멀어 3
Jeo Ningning mengempaskan tubuhnya lalu bersandar pada sofa lengkung merah marun yang ada dalam ruangan bercahaya remang tersebut. Dia duduk berhadapan dengan meja bartender, di sisi yang lain terdapat satu meja yang juga hanya diisi oleh satu orang. Ningning memperhatikannya dengan saksama, saat orang itu berdiri dari duduknya, Ningning pun mengikutinya dari belakang seolah mereka adalah kawan lama.
Dia, Karina. Model terkenal dari Australia yang namanya sering Ningning dengar. Ningning mendapat misi untuk menghabisi nyawa model itu sebelum pemotretan besar yang akan Karina hadiri tiga hari lagi.
Ternyata Karina pergi ke toilet. Ningning ikut berdiri di sampingnya dan berpura-pura membasuh mukanya dengan air mengalir. Ningning menoleh saat dia menyadari jika Karina sedang berusaha mengeluarkan isi perutnya di wastafel, wanita itu pasti terlalu banyak meminum alkohol.
Sampai saat Ningning mengeringkan tangannya pun, Karina masih berusaha memuntahkan cairan. Akhirnya wanita itu terduduk lemas di lantai sambil mencengkeram erat rambutnya. Terlihat seperti orang frustasi.
Ningning mendekat lalu mengulurkan tangannya. “Kau butuh bantuan?” tanyanya ramah.
Karina menatapnya ragu dengan matanya yang berair. “Ya, sedikit. Tolong bantu aku naik.”
Ningning berjongkok dan memapah wanita itu berjalan ke arah lift. “Kau sedang sakit? Atau, mabuk?”
“Tidak keduanya,” jawab Karina memegangi kepalanya. “Ah, kepalaku sakit sekali,” gumamnya lirih.
“Di lantai atas ada berapa kamar?” Tiba-tiba Ningning bertanya.
“Ada lima, tapi sepertinya semuanya kosong.”
“Oh, semuanya kosong? Benarkah? Kau sendirian.” Ningning tersenyum aneh, bersamaan dengan pintu lift yang terbuka karena mereka telah sampai ke lantai kamar yang Karina tuju. Lorongnya diterangi lampu, tapi tetap saja terasa sepi dan mencekam karena tak ada orang lain selain mereka berdua.
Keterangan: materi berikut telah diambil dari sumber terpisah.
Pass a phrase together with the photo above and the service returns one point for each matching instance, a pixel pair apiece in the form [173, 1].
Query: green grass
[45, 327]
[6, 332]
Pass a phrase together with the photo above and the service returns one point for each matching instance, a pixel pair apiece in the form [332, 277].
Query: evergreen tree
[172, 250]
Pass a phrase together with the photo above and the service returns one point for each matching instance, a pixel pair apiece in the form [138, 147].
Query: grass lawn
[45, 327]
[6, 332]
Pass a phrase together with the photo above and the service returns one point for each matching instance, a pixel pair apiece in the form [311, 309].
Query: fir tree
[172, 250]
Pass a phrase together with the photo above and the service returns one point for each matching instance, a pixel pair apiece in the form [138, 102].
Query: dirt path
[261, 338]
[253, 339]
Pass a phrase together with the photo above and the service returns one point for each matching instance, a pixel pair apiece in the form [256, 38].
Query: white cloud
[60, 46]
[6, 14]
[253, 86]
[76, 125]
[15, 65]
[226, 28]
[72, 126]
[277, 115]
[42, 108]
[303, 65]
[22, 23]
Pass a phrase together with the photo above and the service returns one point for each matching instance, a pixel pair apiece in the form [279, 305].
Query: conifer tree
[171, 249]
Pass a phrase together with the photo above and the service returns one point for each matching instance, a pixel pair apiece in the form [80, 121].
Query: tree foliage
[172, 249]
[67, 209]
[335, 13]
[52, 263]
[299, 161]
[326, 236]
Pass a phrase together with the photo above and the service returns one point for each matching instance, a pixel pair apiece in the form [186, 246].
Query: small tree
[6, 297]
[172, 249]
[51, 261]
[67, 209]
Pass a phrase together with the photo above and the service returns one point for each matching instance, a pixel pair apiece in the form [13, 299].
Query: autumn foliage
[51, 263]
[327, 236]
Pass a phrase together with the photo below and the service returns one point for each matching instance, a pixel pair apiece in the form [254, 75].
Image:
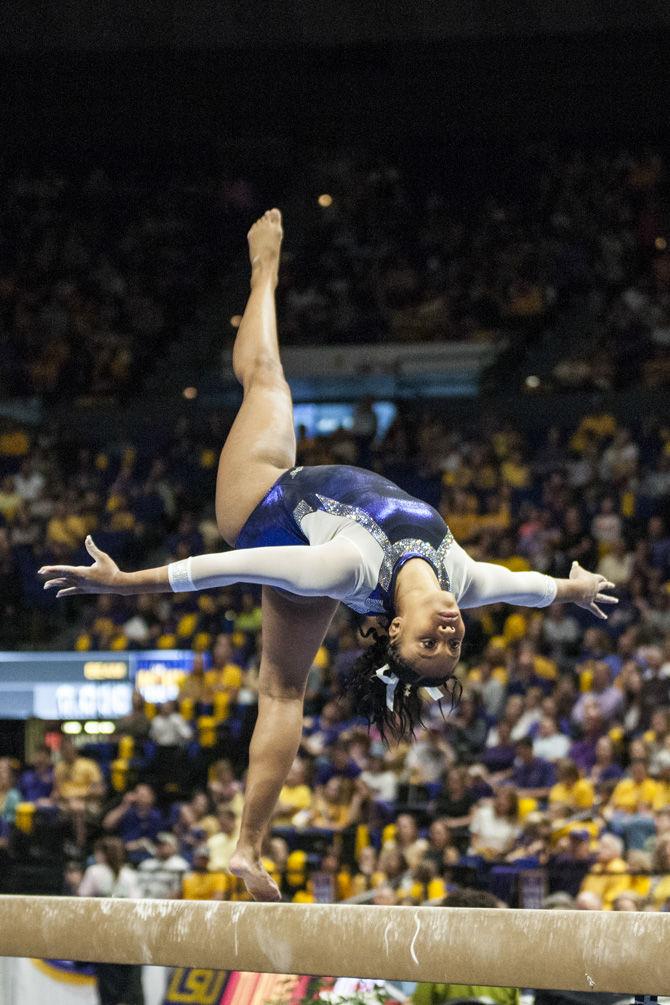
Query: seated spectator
[367, 871]
[617, 564]
[295, 795]
[108, 876]
[441, 848]
[455, 804]
[168, 728]
[608, 876]
[429, 757]
[193, 822]
[406, 838]
[137, 821]
[200, 883]
[36, 782]
[331, 809]
[137, 724]
[436, 994]
[161, 875]
[221, 845]
[532, 776]
[534, 839]
[78, 789]
[380, 781]
[573, 791]
[499, 758]
[549, 744]
[659, 890]
[337, 764]
[10, 796]
[606, 772]
[603, 693]
[468, 729]
[495, 824]
[635, 793]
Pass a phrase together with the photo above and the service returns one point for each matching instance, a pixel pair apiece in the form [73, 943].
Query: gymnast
[315, 537]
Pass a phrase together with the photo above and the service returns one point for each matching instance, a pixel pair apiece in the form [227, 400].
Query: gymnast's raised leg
[259, 448]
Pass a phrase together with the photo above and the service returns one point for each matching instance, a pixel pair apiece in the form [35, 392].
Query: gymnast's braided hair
[387, 690]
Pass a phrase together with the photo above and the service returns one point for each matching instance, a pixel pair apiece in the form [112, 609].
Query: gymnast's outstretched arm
[331, 570]
[486, 583]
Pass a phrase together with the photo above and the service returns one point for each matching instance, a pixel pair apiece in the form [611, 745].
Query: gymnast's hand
[589, 587]
[103, 576]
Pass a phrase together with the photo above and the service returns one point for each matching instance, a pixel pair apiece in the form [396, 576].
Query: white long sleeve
[479, 583]
[332, 569]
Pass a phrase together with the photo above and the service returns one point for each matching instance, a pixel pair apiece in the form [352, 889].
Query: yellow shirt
[579, 796]
[607, 881]
[298, 797]
[629, 795]
[204, 885]
[221, 847]
[74, 781]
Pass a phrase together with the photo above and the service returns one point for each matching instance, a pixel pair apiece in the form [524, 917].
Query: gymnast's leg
[261, 443]
[293, 629]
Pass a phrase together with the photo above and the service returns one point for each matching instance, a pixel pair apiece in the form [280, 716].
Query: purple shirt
[538, 774]
[610, 702]
[36, 785]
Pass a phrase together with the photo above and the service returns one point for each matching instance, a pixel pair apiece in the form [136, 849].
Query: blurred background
[474, 300]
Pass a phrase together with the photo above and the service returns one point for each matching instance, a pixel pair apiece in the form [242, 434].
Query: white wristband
[179, 574]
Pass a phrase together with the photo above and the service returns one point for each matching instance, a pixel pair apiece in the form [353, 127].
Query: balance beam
[627, 953]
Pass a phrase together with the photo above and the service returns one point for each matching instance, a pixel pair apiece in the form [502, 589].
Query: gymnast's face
[430, 635]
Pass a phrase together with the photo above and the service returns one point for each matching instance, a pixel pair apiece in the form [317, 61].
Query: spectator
[220, 846]
[532, 776]
[549, 744]
[407, 840]
[36, 782]
[78, 789]
[636, 793]
[161, 875]
[108, 876]
[608, 877]
[137, 821]
[380, 781]
[295, 795]
[202, 884]
[572, 791]
[603, 693]
[10, 796]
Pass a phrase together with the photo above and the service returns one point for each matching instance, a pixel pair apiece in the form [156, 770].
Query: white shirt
[161, 877]
[170, 731]
[344, 561]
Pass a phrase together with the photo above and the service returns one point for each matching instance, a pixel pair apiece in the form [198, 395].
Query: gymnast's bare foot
[256, 879]
[264, 244]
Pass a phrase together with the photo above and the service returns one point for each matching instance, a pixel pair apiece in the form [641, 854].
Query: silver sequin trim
[392, 552]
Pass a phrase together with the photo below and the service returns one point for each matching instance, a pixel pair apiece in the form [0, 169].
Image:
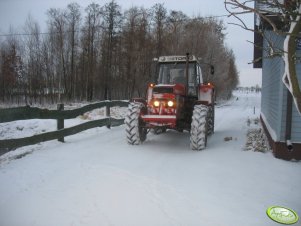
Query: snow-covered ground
[96, 178]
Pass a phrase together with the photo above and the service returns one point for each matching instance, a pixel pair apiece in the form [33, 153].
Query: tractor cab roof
[167, 59]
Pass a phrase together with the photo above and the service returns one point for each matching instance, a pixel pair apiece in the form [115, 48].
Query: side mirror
[212, 69]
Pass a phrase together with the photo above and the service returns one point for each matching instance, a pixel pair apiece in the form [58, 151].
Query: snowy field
[97, 179]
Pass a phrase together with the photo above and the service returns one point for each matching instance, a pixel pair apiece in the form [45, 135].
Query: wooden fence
[22, 113]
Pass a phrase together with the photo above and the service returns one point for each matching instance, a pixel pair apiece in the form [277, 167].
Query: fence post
[60, 122]
[108, 113]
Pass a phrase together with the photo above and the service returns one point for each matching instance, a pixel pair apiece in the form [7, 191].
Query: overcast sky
[15, 12]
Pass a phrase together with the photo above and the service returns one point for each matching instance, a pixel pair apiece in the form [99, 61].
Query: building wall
[296, 123]
[272, 88]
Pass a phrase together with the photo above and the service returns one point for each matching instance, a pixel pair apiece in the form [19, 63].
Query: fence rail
[22, 113]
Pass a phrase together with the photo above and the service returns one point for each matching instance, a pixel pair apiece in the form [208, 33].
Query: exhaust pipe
[289, 145]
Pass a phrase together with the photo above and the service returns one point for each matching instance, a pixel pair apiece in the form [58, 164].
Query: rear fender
[206, 94]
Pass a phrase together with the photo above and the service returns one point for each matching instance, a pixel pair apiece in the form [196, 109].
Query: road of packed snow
[97, 179]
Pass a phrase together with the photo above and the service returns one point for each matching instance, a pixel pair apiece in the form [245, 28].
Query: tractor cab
[173, 70]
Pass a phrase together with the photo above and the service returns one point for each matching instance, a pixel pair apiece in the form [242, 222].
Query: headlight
[170, 103]
[156, 103]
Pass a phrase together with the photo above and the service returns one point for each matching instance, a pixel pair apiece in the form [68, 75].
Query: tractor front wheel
[134, 125]
[199, 128]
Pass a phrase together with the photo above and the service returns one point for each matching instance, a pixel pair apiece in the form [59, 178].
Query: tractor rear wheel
[134, 125]
[199, 128]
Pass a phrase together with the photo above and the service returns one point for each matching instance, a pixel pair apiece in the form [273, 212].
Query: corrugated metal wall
[274, 94]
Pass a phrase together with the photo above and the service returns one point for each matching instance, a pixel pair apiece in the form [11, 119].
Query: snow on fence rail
[22, 113]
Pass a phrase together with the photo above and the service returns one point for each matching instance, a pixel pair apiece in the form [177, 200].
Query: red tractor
[180, 101]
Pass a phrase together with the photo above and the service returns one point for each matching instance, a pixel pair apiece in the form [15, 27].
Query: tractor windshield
[173, 73]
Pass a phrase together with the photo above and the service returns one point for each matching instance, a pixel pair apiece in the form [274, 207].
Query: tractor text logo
[282, 215]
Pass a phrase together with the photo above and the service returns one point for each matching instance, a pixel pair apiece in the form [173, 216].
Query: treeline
[107, 53]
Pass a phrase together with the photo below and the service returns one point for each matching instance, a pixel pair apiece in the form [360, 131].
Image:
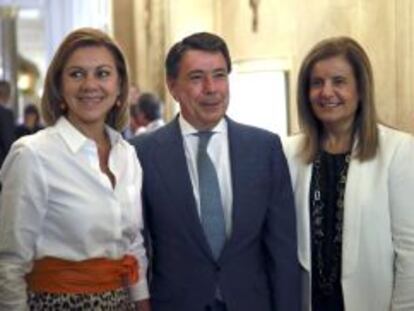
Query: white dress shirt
[218, 151]
[57, 202]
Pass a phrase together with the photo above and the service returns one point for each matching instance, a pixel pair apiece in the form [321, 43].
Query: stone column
[8, 51]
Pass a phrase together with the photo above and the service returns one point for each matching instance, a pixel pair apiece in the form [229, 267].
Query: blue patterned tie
[211, 207]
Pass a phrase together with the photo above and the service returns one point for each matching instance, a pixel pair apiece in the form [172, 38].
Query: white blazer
[378, 228]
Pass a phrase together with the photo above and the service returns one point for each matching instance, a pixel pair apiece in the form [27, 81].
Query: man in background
[7, 124]
[149, 113]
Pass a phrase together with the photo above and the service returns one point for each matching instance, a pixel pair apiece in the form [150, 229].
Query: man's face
[201, 88]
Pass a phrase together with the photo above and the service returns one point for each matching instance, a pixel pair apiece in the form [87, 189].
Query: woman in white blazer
[354, 187]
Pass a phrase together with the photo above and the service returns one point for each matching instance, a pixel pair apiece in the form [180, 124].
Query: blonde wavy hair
[52, 97]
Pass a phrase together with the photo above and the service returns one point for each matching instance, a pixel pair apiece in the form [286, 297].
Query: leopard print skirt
[117, 300]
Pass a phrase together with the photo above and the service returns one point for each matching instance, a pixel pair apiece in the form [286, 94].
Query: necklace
[327, 269]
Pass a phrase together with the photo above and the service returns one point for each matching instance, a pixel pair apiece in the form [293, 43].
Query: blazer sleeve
[401, 189]
[281, 237]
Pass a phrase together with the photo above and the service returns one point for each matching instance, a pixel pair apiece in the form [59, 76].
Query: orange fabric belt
[53, 275]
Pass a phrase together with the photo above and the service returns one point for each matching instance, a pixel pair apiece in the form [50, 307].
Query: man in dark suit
[7, 126]
[219, 210]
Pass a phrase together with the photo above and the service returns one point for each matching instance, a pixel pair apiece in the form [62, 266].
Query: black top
[326, 219]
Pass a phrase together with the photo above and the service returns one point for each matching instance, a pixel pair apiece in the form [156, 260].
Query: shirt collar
[187, 129]
[75, 139]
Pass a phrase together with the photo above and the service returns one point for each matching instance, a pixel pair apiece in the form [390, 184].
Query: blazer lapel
[172, 163]
[302, 188]
[352, 216]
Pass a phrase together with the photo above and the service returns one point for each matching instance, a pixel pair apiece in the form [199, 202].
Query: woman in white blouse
[353, 180]
[70, 213]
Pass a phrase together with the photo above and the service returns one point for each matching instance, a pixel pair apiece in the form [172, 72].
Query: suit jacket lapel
[302, 187]
[352, 216]
[173, 168]
[239, 163]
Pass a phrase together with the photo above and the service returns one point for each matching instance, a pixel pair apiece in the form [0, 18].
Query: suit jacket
[258, 268]
[6, 132]
[378, 227]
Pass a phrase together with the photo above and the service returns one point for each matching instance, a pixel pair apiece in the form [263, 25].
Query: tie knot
[203, 139]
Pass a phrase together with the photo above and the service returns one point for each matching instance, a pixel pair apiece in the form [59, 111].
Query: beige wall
[286, 31]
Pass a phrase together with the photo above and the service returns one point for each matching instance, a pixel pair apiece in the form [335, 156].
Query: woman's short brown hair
[52, 98]
[365, 124]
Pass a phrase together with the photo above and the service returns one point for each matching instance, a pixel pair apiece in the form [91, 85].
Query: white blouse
[55, 201]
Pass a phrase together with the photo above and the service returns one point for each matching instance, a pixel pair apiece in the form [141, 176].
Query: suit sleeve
[281, 237]
[401, 187]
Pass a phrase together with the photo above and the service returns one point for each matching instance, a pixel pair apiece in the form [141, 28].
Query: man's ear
[171, 82]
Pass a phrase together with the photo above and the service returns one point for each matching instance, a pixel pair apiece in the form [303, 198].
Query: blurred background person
[31, 121]
[353, 180]
[134, 124]
[7, 123]
[70, 216]
[149, 114]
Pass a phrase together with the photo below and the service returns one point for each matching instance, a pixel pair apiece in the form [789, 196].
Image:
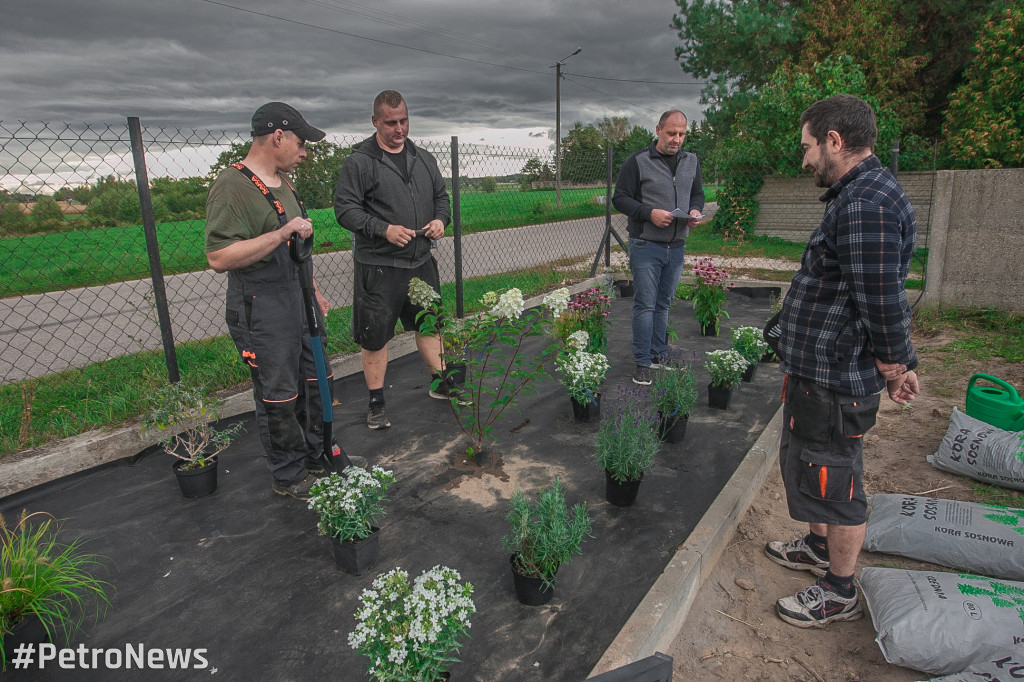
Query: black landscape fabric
[243, 573]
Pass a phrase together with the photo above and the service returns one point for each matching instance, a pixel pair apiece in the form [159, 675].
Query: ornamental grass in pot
[544, 536]
[410, 632]
[675, 392]
[750, 342]
[187, 414]
[42, 578]
[627, 442]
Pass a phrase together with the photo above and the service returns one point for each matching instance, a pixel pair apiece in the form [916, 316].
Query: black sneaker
[299, 491]
[377, 417]
[445, 390]
[641, 375]
[817, 605]
[797, 554]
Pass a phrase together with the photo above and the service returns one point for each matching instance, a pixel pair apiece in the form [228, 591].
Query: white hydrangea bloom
[510, 304]
[557, 301]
“Kau tidak takut?” Ningning membuka kunci pintu dengan menempelkan kartu milik Karina.
“Takut soal apa?”
“Banyak hal. Mungkin semacam hantu, atau paling parahnya, jika kau mati tidak akan ada orang yang tahu, kan?”
“Aku memang sudah mati. Karirku hancur.” Karina berkata dengan tatapan kosong menatap deretan lantai putih di bawah kakinya, dia tersenyum miris. “Kau bertanya apa aku mabuk tadi. Aku bahkan tidak minum alkohol satu gelas pun. Aku juga tidak sakit. Itu murni bawaan bayi.”
“Maksudmu?”
“Orang hamil di trimester pertama biasanya memang mual-mual, bukan? Menyusahkan memang, ya.”
Ningning mengerti. “Ah, rupanya kau sedang hamil?” tanyanya yang lebih mirip seperti pengulangan perkataan Karina. “Kalau begitu ... apa bayaranku akan menjadi dua kali lipat karena aku membunuh dua orang sekaligus?” Diakhiri tawa ringan yang menggema.
Karina terkejut mendengar ucapan Ningning, dia reflek berdiri sambil menutupi perutnya dengan tangan. “Sialan! Siapa kau? Kenapa kau mau membunuhku?!”
Ningning tersenyum lebar. Sarung tangan hitam sudah membalut tangannya disertai sebuah pistol kesayangannya yang telah ia bawa kemana-mana. Dia mengangkat senjata laras pendek tersebut hingga jaraknya hanya terpaut satu jengkal dari kening Karina yang berkeringat dingin.
“Ada permintaan terakhir?” tanyanya bersiap menekan pelatuk.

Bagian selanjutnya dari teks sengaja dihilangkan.